Text classification using bag of words

1.8k Views Asked by At

I'm facing a machine learning problem. Basically, I'm trying to classify some text into categories (labels), so this is a supervised classification algorithm. I have training data, with texts and their corresponding labels. Through a bag of words method, I've managed to transform each text into a list of most occuring words, just like in this image : bag of words

As you can see, the lists have different sizes (because of the input data where the text is sometimes very short...).

So now, I have a training data frame with these lists of words and their corresponding labels. However, I'm quite confused about how I should proceed next to implement my machine learning algorithm. How to modify the lists so that I can use a classifier ?
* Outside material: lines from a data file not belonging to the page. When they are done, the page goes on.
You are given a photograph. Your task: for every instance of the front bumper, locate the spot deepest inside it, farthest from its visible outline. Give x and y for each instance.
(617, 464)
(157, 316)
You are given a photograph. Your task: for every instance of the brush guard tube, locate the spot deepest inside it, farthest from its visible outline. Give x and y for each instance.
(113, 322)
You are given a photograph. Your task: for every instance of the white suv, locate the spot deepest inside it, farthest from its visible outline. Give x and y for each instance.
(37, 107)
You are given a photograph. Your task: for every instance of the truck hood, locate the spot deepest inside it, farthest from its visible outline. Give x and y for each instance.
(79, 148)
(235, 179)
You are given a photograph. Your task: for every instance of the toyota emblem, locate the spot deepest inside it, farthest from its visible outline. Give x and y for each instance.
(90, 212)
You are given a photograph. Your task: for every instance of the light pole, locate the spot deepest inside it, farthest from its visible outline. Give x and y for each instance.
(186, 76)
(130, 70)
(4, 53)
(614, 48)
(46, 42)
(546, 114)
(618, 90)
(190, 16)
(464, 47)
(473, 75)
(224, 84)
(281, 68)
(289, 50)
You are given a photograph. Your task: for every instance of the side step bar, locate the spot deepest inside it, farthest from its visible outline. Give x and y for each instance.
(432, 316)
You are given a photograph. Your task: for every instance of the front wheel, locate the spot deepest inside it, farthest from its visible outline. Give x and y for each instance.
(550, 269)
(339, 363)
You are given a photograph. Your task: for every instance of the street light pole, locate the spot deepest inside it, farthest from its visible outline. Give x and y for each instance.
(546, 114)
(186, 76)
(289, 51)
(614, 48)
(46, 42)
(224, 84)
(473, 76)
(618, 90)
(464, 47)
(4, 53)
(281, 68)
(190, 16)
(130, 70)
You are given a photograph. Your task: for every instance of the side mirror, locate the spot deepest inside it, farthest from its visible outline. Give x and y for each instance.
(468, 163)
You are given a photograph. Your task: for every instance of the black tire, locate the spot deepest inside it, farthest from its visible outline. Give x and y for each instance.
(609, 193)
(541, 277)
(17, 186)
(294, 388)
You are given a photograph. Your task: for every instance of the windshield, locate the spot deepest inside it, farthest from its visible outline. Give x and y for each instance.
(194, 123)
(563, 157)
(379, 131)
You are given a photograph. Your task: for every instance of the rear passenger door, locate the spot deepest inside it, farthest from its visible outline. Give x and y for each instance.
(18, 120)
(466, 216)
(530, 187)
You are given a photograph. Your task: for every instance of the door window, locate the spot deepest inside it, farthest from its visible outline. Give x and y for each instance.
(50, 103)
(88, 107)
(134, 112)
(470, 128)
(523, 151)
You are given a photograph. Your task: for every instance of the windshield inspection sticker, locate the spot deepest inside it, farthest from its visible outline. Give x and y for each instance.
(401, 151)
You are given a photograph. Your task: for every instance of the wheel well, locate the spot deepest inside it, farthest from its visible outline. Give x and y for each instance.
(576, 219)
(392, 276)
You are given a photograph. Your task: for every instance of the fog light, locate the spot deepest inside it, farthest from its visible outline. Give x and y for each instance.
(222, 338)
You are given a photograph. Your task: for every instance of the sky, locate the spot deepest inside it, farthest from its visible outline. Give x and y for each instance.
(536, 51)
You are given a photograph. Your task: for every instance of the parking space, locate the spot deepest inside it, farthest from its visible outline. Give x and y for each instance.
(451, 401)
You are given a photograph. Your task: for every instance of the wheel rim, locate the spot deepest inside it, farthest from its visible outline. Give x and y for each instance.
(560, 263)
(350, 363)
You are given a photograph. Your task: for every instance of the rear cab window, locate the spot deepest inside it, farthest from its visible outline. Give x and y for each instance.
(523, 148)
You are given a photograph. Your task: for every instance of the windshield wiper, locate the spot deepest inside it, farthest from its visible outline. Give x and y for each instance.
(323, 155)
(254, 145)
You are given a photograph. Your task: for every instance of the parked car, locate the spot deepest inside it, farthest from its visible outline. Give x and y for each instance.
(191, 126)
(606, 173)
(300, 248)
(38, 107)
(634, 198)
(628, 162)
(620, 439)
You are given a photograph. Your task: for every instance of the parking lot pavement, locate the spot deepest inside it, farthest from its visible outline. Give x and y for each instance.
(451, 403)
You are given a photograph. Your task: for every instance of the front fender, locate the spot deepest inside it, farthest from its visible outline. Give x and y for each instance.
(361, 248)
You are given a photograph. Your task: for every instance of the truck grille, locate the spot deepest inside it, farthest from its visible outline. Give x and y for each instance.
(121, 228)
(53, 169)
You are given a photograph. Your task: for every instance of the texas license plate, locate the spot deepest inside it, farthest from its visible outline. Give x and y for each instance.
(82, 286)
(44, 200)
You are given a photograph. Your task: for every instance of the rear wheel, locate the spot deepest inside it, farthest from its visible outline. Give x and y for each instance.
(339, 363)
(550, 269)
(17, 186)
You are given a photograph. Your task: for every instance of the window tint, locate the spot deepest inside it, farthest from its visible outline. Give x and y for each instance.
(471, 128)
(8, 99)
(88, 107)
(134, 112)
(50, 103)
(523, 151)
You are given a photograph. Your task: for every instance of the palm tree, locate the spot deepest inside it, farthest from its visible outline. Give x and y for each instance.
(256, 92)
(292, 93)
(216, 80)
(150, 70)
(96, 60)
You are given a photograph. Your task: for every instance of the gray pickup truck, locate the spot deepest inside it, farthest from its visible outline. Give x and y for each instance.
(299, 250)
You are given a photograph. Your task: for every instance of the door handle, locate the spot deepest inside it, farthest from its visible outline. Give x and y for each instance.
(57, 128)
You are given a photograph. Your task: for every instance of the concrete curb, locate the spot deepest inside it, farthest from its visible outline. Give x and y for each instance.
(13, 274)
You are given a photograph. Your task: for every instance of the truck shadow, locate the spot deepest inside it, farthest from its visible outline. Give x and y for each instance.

I've looked at one-hot-encoding, but the problem here is :

  • the different sizes of each list and the random place of each word inside the list
  • how to encode one list with the appearance of the possible 0s from an other list

---> example

INPUT:

L1= ['cat','dog','home','house']

L2=['fish','cat','dog']

OUTPUT:

Vector1 = [1,1,1,1,0]
Vector2=[1,1,0,0,1]

Also, just from this example I imagine that even if I did that, the resulting vectors might have a very important size.

I hope this makes sense, I'm quite new to machine learning. However, I'm not even sure the bag of words method I've made is really helping, so don't hesitate to tell me if you think I'm going in the wrong direction.

I'm using pandas and scikit-learn and it is my first time that I'm confronted to a text classification issue.

Thanks for you help.

1

There are 1 best solutions below

0
On

I would suggest using NLTK and specifically nltk.classify.naivebayes. Take a look at the example here: http://www.nltk.org/book_1ed/ch06.html. You will need to build a feature extractor. I would do something like the following (untested) code:

from nltk.classify import NaiveBayesClassifier

def word_feats(words):
    return dict([(word.lower(), True) for word in words])

train_data = [ (word_feats(L1), 'label1'), (word_feats(L2), 'label2') ]

classifier = NaiveBayesClassifier.train(train_data)

test_data = ["foo"]

classifier.classify(test_data)